Chelsea's record goalscorer Frank Lampard has today announced his retirement from football.

The 38 year-old has been without a club since leaving MLS side New York City at the end of last year. Despite receiving several "exciting" offers to continue his careeer, including from Premier League clubs, the former England international has decided to call it a day. He has confirmed he will now concentrate on his coaching badges. He announced his decision to retire in a post on Instagram.

Major honours

"Super Frank", as he was affectionately known by Chelsea supporters, started his career across London at West Ham where he played under his uncle, Harry Redknapp, and his dad, Frank Sr.

He made his debut in 1995, scoring 39 goals in a six-year spell where he also spent time on loan at Swansea City.

He moved to Chelsea for £11m in the summer transfer window of 2001 where he became a regular in Claudio Ranieri's side that reached the 2002 FA Cup final, where they eventually lost 2-0 to Arsenal. After briefly thanking his other clubs West Ham, Manchester City and New York City FC in his statement, Lampard went on to pay tribute to the club where he won 11 major honours, including three Premier League titles, four FA Cups and the Champions League.

'Eternally grateful'

"Of course, the largest part of my heart belongs to Chelsea, a club which has given me so many great memories", he said.

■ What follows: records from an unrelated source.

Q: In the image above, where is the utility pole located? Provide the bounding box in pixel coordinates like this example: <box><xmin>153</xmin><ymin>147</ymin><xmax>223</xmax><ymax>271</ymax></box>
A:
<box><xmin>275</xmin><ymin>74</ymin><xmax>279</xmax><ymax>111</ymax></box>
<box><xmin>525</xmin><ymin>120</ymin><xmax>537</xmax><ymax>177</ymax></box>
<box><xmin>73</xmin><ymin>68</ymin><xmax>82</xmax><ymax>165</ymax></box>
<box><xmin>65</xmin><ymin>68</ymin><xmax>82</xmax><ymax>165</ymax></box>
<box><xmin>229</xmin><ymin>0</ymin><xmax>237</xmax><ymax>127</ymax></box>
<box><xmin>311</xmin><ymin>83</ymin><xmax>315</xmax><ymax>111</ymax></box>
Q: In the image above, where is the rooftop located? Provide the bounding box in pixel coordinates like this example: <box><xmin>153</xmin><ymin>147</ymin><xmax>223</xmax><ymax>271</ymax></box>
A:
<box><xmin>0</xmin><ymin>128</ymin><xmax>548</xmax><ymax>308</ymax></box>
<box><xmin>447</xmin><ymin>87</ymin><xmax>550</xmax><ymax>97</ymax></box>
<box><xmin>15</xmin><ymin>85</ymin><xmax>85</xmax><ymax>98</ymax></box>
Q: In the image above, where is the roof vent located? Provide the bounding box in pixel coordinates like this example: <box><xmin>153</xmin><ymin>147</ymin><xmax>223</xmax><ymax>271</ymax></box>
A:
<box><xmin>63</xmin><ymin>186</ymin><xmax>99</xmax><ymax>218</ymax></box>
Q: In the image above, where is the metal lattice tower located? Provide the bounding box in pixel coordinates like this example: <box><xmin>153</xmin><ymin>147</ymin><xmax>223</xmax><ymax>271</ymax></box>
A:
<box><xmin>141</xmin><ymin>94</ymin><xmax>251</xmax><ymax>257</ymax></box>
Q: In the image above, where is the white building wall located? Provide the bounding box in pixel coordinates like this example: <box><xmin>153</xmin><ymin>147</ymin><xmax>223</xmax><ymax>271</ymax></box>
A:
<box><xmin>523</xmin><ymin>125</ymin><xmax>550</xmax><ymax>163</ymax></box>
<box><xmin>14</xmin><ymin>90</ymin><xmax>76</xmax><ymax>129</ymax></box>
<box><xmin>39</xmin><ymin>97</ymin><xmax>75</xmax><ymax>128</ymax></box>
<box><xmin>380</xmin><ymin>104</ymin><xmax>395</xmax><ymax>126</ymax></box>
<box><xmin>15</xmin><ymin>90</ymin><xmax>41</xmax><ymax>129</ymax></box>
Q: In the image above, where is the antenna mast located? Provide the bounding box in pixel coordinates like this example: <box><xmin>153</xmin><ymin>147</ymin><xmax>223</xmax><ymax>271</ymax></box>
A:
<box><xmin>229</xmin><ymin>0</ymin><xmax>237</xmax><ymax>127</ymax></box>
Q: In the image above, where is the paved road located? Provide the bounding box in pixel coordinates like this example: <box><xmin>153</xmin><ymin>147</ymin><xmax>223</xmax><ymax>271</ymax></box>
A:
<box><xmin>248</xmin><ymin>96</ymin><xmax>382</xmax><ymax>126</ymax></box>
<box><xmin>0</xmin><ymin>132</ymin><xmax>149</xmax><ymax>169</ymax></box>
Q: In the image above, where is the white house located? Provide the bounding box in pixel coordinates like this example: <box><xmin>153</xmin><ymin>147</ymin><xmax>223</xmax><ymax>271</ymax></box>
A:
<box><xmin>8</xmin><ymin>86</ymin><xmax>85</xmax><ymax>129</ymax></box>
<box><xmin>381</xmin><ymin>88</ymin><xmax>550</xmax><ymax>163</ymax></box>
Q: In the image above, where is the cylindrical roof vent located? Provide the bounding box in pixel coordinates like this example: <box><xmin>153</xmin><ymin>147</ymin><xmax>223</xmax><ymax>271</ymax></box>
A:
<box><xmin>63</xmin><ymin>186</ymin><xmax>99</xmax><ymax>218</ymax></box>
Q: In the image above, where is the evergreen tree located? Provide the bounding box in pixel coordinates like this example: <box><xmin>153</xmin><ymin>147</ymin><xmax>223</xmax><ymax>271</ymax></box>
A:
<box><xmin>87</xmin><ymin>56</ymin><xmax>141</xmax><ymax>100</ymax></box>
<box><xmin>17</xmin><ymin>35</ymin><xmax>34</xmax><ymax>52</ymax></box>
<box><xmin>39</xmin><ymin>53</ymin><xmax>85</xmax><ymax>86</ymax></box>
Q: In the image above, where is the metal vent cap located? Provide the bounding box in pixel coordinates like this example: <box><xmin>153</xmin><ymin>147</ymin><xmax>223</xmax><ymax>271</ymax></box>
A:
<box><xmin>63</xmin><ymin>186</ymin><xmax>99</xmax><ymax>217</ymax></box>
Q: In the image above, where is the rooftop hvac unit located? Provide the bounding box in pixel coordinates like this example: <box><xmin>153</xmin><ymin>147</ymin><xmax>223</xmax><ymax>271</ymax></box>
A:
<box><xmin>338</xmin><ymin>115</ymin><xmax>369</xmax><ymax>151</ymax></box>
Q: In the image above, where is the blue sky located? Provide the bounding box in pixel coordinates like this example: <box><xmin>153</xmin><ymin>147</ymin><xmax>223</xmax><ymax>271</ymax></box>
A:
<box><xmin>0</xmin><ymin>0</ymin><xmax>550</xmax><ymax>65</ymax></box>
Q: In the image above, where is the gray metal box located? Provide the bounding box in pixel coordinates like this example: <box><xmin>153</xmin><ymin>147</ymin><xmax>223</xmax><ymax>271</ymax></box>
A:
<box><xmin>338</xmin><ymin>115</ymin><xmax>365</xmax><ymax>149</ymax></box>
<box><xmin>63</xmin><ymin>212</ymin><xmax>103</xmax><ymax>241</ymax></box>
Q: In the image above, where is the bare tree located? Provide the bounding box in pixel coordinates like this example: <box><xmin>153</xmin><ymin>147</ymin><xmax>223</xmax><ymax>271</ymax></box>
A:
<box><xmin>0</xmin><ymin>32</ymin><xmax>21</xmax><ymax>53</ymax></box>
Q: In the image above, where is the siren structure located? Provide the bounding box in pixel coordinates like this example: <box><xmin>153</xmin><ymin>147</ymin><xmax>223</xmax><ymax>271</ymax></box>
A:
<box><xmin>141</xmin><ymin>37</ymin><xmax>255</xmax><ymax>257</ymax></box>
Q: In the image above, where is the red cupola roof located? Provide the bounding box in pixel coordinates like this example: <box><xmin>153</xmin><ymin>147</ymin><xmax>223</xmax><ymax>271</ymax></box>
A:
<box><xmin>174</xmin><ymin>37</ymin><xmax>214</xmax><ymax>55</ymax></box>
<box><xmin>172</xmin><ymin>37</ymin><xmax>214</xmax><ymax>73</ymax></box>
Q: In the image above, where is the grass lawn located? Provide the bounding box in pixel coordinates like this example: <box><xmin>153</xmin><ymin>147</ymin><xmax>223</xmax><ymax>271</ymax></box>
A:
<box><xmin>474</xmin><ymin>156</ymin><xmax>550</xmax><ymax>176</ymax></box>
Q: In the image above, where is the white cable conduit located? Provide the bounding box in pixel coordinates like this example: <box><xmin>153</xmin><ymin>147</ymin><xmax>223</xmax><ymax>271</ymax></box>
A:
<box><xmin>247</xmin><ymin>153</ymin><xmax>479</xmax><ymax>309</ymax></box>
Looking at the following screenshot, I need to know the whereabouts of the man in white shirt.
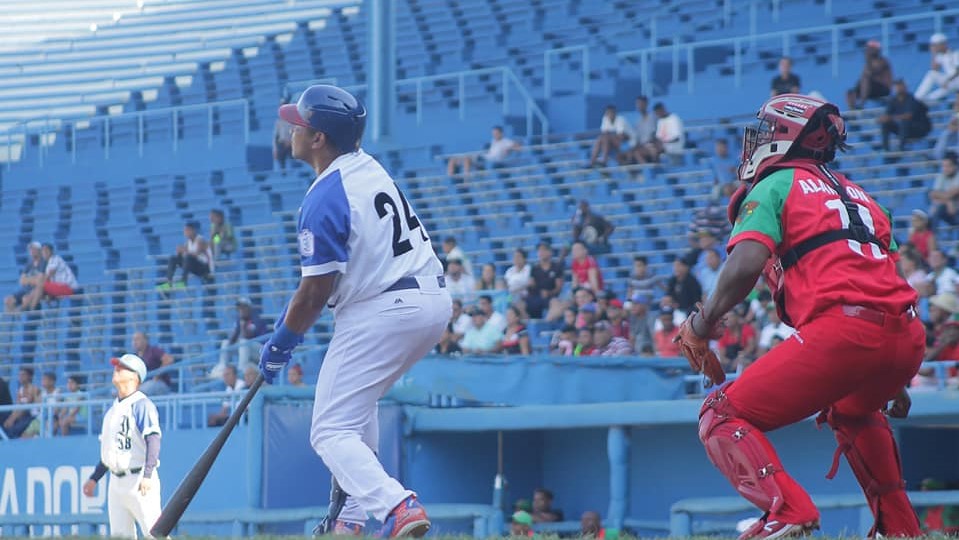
[589,105,633,167]
[653,103,686,163]
[915,33,959,100]
[446,126,521,176]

"I will never forget the opportunity they gave me and the success we managed to achieve together. I'm eternally grateful for everything."

After being released by Chelsea in 2014, Lampard joined new MLS side New York City FC but was loaned immediately to their parent club Manchester City. Coincidentally, he scored his first goal for them against Chelsea.

At the end of the 2014-2015 season he finally moved to New York where he spent two seasons, scoring 21 goals including the club's first ever hat-trick.

Lampard retires having scored 211 goals for Chelsea, beating the previous record held by Bobby Tambling, and 274 throughout his club career. He represented England 106 times, part of the so-called "Golden Generation", including at three World Cups and two European Championships. He scored 29 goals for the Three Lions.